她行踪一向无人关心,即便几天几夜不回宫里都不会有人知晓,也就陈文遇会如此关心自己了,嬴晏心里深受感动,弯了眉眼笑道:“让陈公公担心了。”
见她神色无恙,陈文遇紧绷的心思稍稍一松,余光瞥间不远处的肃国公府和身侧的神鸾卫,他将原本要说的话吞了回去,转而道:“宫门已经快要下钥,如此匆匆赶回去怕是来不及了,不如殿下先去陈府里住一晚?”
嬴晏也没犹豫,应道:“好。”
她转身看向身旁的神鸾卫,颇为不好意思地笑道:“麻烦大人将我送到陈府了。
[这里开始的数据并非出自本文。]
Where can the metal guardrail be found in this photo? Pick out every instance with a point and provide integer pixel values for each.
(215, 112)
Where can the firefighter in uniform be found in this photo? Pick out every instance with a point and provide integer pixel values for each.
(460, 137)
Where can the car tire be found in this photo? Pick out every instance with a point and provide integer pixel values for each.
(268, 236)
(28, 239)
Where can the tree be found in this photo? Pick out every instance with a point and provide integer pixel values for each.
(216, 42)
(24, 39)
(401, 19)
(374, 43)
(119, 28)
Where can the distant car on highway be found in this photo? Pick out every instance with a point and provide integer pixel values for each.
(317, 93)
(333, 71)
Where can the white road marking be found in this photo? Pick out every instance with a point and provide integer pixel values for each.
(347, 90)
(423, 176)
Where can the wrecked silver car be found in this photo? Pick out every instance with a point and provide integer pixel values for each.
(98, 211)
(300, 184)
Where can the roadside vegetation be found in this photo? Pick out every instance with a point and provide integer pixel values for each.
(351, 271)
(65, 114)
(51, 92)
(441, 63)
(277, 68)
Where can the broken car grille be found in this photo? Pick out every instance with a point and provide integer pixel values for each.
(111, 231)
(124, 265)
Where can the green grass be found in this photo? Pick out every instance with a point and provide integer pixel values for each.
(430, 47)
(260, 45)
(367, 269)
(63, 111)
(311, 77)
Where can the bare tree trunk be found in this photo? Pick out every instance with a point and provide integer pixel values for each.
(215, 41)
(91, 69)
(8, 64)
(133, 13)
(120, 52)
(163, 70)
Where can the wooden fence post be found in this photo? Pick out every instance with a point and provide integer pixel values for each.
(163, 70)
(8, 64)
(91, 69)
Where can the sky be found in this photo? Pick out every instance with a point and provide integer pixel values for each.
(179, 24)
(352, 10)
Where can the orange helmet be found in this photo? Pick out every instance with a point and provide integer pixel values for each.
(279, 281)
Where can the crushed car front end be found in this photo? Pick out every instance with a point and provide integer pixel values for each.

”其实她心里有点儿忐忑,令燕京诸人闻风丧胆的神鸾侍卫竟然来给她赶马车,着实屈尊了。
神鸾侍卫点头,没有异议,指挥使大人叫他们保护十四殿下安全,并未嘱咐将人送到哪里,回宫住又或是去陈府住,他们不会掺和。
东厂宦官与神鸾卫一向不对付,只是不宜在明面上冲突,又因两方目的皆在嬴晏,便心照不宣的分在马车两侧,也好眼不见心不烦,护送人去陈府。
若是有人在此,见这番阵仗,一定要惊诧一番,好奇这马车里坐的是哪位贵人。
任凭谁也不会想到,能劳东厂与神鸾卫护送的,竟然是一向默默无闻的十四皇子嬴晏。
肃国公府在皇城,陈府在内城,相隔有一段距离,车轮辘辘,约莫走了一刻钟的时间便到了。
别过神鸾卫,嬴晏同陈文遇入了陈府。
嬴晏住在了次院,屋里点了灯,昏黄的烛火很是柔和,陈文遇不经意问道:“谢昀可有难为你?”
难为倒算不上,只是有些难缠,嬴晏轻轻摇头:“没有。”
她脸上每一个细小的表情都分毫不差的落到陈文遇眼中,他心思微沉,晏晏心里不认为谢昀是坏人,怕是她本身就有意接近谢昀。
若是嬴晏知他心中所想,定要说一声错怪她了,她哪里想得到,谢昀会穿一身同顾与知一模一样的衣衫,这乌龙已经产生,只能顺势就势。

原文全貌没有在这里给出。